Monday, September 14, 2020

Final Tomato Canning (probably) - September 14, 2020

Today's tomato pickin' yielded 4 pints of canned tomatoes.  I expect that will be the last time this year that I'll pick enough to fool with canning.  

Once the tomatoes were in the canner, I set a timer and told The Husband, "When the timer goes off, turn the burner off," and I put on my mud boots and went back to the garden to pick the purple hull peas.  I've already shelled, blanched, and frozen them.  One fat quart bag.  

There are tiny white flies on the peas.  I wonder if they are responsible for all of the skinny, moldy, matchstick-sized pods that I pulled off and discarded.  I wanted to spray them, but didn't have any insecticide mixed up in the sprayer.  It was getting dark, and I still needed to cut the okra.  I ended up with several big hand-fulls of okra that wasn't too big.  I briefly considered bringing it home to pickle or freeze, but there were peas to shell and put up, so I ended up pawning the okra off on Nanny.  There'll be more.  

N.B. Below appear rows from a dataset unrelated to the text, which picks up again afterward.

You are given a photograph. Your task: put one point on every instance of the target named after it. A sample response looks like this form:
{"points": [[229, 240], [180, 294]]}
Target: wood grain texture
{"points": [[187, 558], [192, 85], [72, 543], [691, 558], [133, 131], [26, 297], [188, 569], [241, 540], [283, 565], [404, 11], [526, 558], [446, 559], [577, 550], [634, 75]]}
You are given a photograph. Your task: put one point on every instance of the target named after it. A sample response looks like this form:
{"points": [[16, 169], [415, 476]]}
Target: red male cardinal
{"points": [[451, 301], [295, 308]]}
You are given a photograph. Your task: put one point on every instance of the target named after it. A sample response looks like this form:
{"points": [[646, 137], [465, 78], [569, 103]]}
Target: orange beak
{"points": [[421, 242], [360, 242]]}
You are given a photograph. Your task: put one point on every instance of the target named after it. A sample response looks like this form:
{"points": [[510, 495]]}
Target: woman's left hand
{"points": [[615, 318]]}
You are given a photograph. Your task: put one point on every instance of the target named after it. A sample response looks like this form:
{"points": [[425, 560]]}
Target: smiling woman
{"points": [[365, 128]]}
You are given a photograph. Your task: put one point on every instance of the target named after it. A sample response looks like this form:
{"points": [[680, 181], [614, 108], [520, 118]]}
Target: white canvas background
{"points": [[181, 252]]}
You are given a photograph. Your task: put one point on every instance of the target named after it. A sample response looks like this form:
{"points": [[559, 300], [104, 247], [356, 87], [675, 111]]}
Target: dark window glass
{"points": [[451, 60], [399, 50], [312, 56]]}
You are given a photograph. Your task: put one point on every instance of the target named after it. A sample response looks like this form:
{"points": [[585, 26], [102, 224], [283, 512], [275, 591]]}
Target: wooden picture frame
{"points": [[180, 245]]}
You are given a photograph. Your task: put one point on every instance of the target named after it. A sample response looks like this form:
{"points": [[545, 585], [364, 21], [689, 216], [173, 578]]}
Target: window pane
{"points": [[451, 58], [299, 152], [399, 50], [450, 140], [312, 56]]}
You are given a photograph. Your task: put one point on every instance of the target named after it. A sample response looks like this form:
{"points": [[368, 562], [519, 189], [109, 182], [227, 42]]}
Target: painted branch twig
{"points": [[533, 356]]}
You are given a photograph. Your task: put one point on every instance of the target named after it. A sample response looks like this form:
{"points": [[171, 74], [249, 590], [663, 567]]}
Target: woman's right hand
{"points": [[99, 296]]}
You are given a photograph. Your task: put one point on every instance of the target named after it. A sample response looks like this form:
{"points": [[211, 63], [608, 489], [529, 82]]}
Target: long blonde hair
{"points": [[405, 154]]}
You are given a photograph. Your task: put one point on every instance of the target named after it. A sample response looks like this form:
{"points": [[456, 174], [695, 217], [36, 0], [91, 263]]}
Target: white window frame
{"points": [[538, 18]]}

Speaking of okra, I finally got around to making okra and tomatoes.  As far as I know, I'd never eaten home-made okra & tomatoes, only the canned stuff, years ago, before I married.  I liked it okay.  It always surprised me that the okra wasn't slimy.  I half-expected my home-made dish to be a little slippery, but it wasn't.  (Maybe the acid in the tomatoes dissolves the slime.)  I basically followed the recipe I saw in a Paula Deen video.  Sautee some onions (I threw in two small pimiento peppers, just because I had them) in bacon grease.  When the onions get translucent, add the chopped tomatoes.  Paula used canned tomatoes; I used fresh ones.  Paula added a spoon-full of schmaltz, or something close to it, to the tomatoes; I used a spoon-full of chicken fat off some chicken stock I'd saved yesterday after roasting a chicken.  I seasoned the tomatoes with salt, pepper, and maybe a tablespoon of sugar.  Once the tomatoes had cooked a little bit, I threw in the okra and cooked it until the okra was tender, but not soft.  It would have been perfect if we'd eaten it then, but the other things I was cooking weren't ready, so I turned off the burner and the residual heat cooked the okra just a little more than I would've liked.  But it was still good.  Paula Deen says she serves it with rice, but I had squash that needed to be used, so I didn't make rice this time

As I watched the stuff cook, I was tempted to thicken it with a little flour or cornstarch slurry, but didn't.  The next time I make it - which probably won't be long (we liked it) - I might sprinkle a tablespoon or two of flour over the onions as they cook, which would make a little bit of a roux to thicken the tomato juice - make the sauce a little more like gravy - and serve it over rice.